The pilot was blinded by the gull-wing while taxiing but “it has manoeuvrability to the extreme,” Wray wrote in his flight test report. “Below 15,000 feet, a contemporary low-wing monoplane or single seater, despite superior performance, could not successfully engage the Gregor singly.”

Impressive, but these numbers and comments came with the aircraft at a lighter weight than it would be when operational with guns, ammunition, armour and bombs. And while handling was superb, performance wasn’t beating current monoplane fighters by much. Perhaps with the proposed 1,200-horsepower engine it could have. But that would mean months of further design and testing, and this was 1939.

Hurricanes and Spitfires were already proven and operational. Those war clouds were now towering and Can-Car’s Hurricane production lines were gearing up. Holding off on those to develop an entirely new line of as yet unsold FDB-1s would seem folly. Without clearly superior performance, the RCAF wasn’t convinced that regression to biplane design was the way forward. 

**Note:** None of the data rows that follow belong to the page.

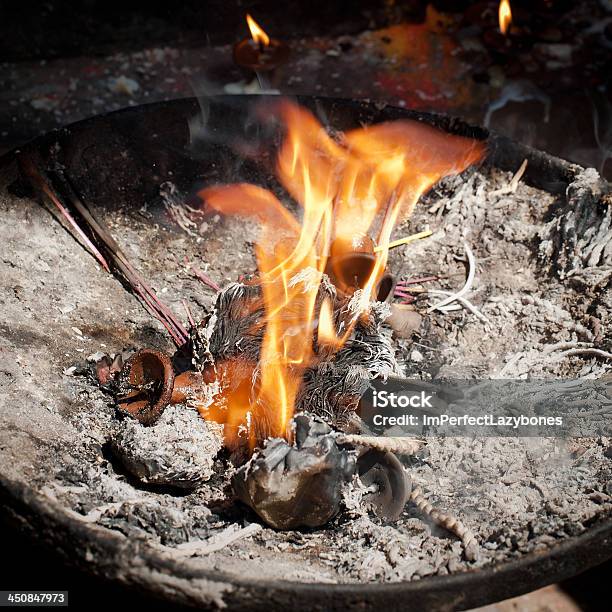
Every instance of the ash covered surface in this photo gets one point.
(516, 495)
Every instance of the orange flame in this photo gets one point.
(258, 35)
(360, 184)
(505, 16)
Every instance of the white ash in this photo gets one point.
(179, 450)
(518, 495)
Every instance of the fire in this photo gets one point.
(350, 188)
(505, 16)
(259, 36)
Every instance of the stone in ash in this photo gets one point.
(296, 486)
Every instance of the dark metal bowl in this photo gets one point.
(117, 160)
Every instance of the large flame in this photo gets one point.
(359, 184)
(257, 33)
(505, 16)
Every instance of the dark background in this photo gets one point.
(58, 60)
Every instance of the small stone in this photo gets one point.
(416, 356)
(124, 85)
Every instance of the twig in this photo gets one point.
(188, 313)
(586, 351)
(220, 542)
(463, 301)
(448, 522)
(399, 445)
(29, 168)
(468, 282)
(512, 186)
(406, 240)
(417, 281)
(150, 300)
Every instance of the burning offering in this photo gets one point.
(339, 344)
(260, 53)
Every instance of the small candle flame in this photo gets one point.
(505, 16)
(259, 36)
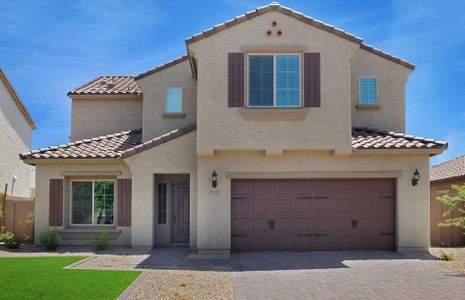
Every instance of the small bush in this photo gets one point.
(447, 256)
(10, 241)
(103, 243)
(49, 239)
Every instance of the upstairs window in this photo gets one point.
(368, 91)
(173, 100)
(274, 80)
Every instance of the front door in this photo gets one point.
(180, 213)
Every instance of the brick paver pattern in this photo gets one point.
(345, 275)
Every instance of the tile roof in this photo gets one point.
(366, 138)
(108, 146)
(128, 143)
(162, 67)
(274, 6)
(450, 169)
(109, 85)
(160, 140)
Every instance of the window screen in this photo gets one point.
(261, 80)
(162, 201)
(368, 92)
(174, 100)
(287, 80)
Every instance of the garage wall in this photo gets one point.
(214, 205)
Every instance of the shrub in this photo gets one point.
(10, 241)
(447, 256)
(49, 239)
(103, 243)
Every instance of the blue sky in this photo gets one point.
(49, 47)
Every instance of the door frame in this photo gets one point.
(172, 200)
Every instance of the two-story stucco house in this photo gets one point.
(16, 126)
(275, 132)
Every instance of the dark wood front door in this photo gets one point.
(313, 215)
(180, 213)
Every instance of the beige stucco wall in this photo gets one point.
(154, 89)
(45, 172)
(220, 127)
(174, 157)
(391, 81)
(91, 117)
(15, 138)
(214, 206)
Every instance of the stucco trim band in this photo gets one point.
(315, 174)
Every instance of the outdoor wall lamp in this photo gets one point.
(214, 179)
(416, 177)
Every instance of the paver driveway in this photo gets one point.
(344, 275)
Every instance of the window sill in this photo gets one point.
(173, 115)
(368, 106)
(87, 233)
(274, 114)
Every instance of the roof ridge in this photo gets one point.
(81, 141)
(275, 6)
(400, 134)
(449, 161)
(162, 66)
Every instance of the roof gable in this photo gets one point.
(18, 101)
(274, 6)
(450, 169)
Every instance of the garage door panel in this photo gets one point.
(323, 205)
(313, 214)
(343, 205)
(261, 206)
(259, 225)
(365, 204)
(282, 225)
(303, 187)
(302, 206)
(261, 188)
(302, 225)
(324, 224)
(283, 206)
(241, 206)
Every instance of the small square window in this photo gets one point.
(174, 100)
(368, 90)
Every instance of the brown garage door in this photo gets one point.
(313, 215)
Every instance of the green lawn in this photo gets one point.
(45, 278)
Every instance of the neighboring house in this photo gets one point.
(15, 137)
(275, 132)
(442, 176)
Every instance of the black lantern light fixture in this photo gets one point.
(214, 179)
(416, 177)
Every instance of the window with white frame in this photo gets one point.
(173, 100)
(368, 90)
(92, 202)
(274, 80)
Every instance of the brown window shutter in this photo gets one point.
(124, 201)
(236, 79)
(312, 80)
(56, 203)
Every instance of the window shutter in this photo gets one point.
(312, 80)
(236, 79)
(56, 203)
(124, 201)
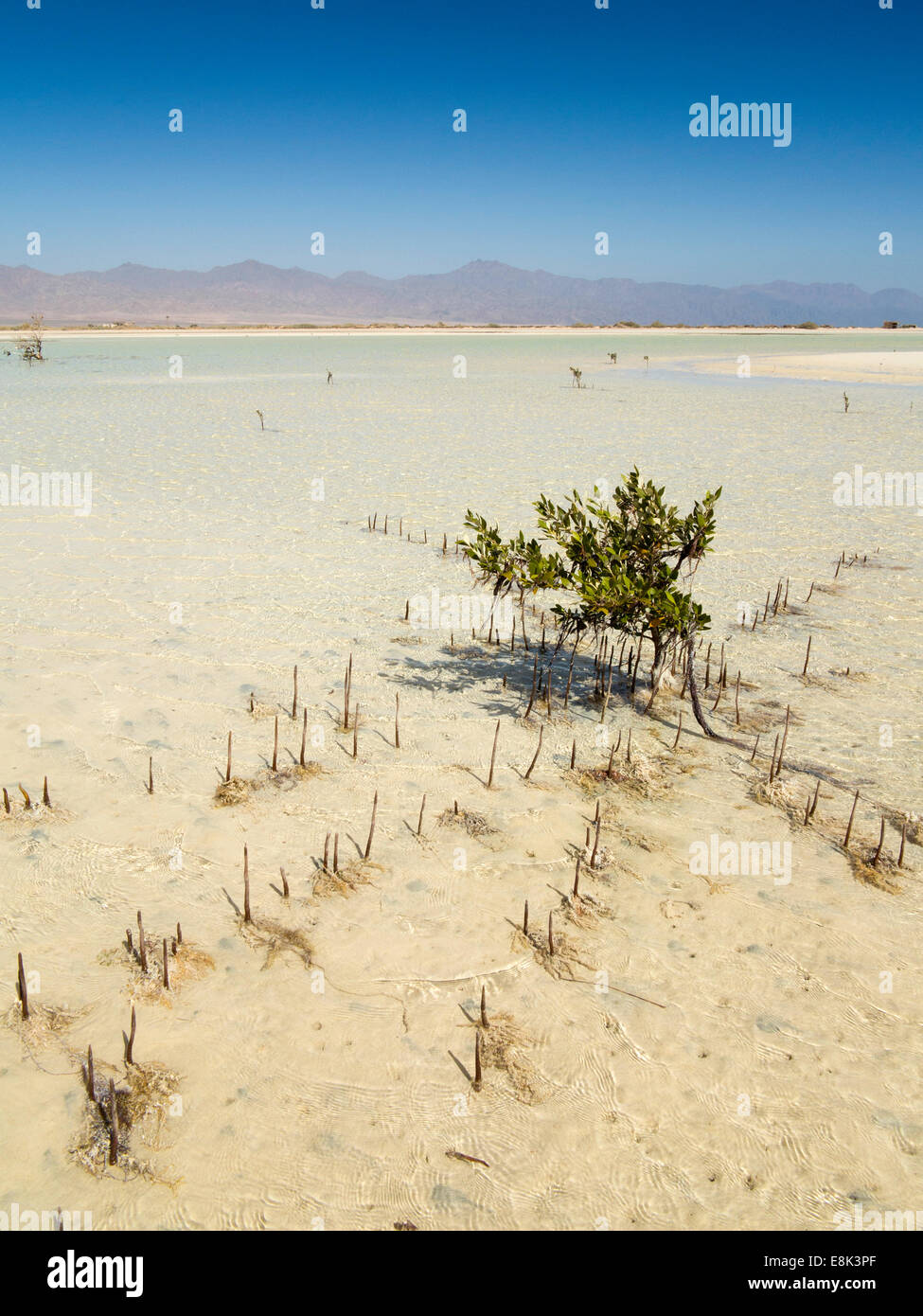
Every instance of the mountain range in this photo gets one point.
(477, 293)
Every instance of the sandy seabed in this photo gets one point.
(701, 1050)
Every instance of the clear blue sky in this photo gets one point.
(340, 120)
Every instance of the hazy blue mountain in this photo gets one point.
(479, 293)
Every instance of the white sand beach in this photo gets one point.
(701, 1050)
(889, 365)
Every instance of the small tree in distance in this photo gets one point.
(29, 344)
(630, 567)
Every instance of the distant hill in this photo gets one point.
(481, 293)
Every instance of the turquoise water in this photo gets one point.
(192, 503)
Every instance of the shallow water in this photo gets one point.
(209, 563)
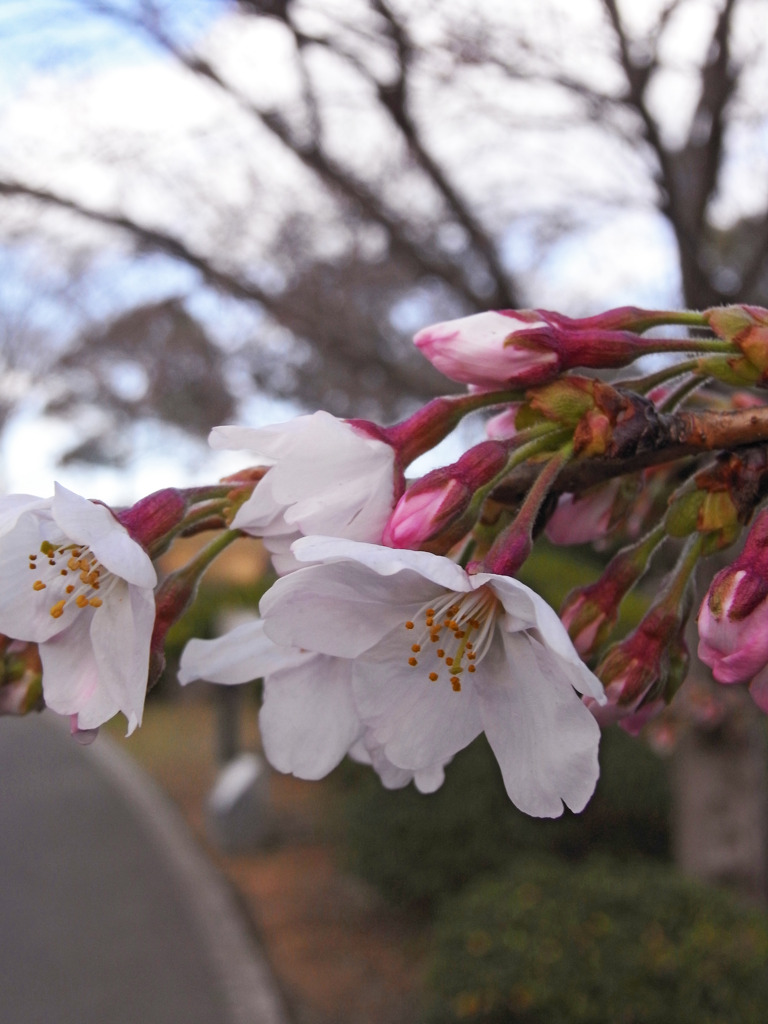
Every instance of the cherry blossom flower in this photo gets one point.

The Gregor FDB-1 is refuelled at Roosevelt Field, Long Island, New York, in 1941.
Ingenium

The company didn’t give up on Gregor’s intriguing creation, believing it could serve elsewhere in the world. For publicity, the FDB-1 participated in the Bernarr Macfadden New York-to-Miami air race in January 1940, but retired when forced to land at Hadley Airport in New Jersey with engine oil-pressure troubles.

Can-Car pressed on. The sales team hit the road on a marketing drive, with some success. Mexico expressed interest in manufacturing the aircraft under licence in 1940, but Ottawa nixed its export without any explanation.

A new marketing opportunity arose in 1941: a demonstration at New York’s Roosevelt Field to another potential foreign client. It was flown by Fred Smith, then of Canadian Colonial Airways, who called the FDB-1 “chubby in a vicious way” and said it had “the stance of a young English Bulldog.” He too had been delighted with its “feather-touch” handling, which he termed short but swift and responsive. “This was some bird!” he wrote in an Air Classics article.

Following the demo, Smith reported a tentative offer of “a colonelcy in a South American nation’s air force if I’d train a squadron in these aircraft.” That never came to pass. Clearly someone watching the performance had been awed, but still no entries appeared in the company’s order books.

There is no record of Can-Car promoting the FDB-1 much after that. With a dismal 24.5 hours of flying time on the airframe, Gregor’s dream fighter languished in a hangar in Dorval, Que., until sometime between 1944 and 1946 when it was destroyed in an accidental fire. Gregor’s patience seems to have run out long before that—he quit Can-Car shortly after RCAF interest evaporated, and moved back to the United States, eventually landing a job with Chase Aircraft Company. He retired to Trenton, N.J., and died in 1953.

“The FDB-1 represents the last of the biplanes built as first-line military aeroplanes, before the monoplane became exclusively established for this purpose,” said Britain’s authoritative publication The Aeroplane Spotter in its Nov. 2, 1946, issue. “[It] had a maximum speed comparable with other contemporary fighters, at the same time having that extra manoeuvrability which would count in a dogfight, and also a low landing speed, 57 miles per hour, making only small landing areas necessary.”

Can-Car’s production lines went on to build more than 1,400 Hurricanes for the war effort.